Among the retailers that have already began their journey online is Sumber Alfaria Trijaya, the operator of the Alfarmart mini market chain, and its one-year old online venture, AlfaOnline.

The publicly-listed company, which currently has some 10,300 outlets across Indonesia, have been developing its online venture in the past year as a way to complement its physical stores, as well as attract younger customers to the chain, Haryo Suryo Putro, chief operating officer of AlfaOnline said.

"Retailers are being demanded to change because the consumer is changing, and consumer is king," he told the Jakarta Globe at the IRX Asia in Jakarta on Tuesday. "[This is why] we want to be aggressively growing. Right now, only 60 percent of our stores are integrated with AlfaOnline. Our goal is to be able to leverage to the fullest."

AlfaOnline is not alone in the quest. Lippo Group launched its online marketplace site in September last year called MatahariMall, borrowing the name of its 58-year old department store chain Matahari Department Store. Mitra Adiperkasa, one of the country's largest fashion retailers with brands like Zara and Nike under its belt, also announced MAPemall.com last year.

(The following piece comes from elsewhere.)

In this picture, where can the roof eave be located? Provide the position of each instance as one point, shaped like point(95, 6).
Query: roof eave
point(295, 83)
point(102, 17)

While little is known yet of how the entry of such big chains will impact Indonesia's e-commerce scene, an already crowded market as shown by the 140 companies that participated in the annual shopping campaign Harbolnas or National Online Shopping Day last year, Bain's Lamy noted that traditional retailers certainly hold an edge thanks to their established warehouse and logistics system.

"It's a very tricky transformation ... [but] traditional brick and mortar retailers do have natural competitive advantages to compete against pure players and that certainly holds true in Indonesia," he said.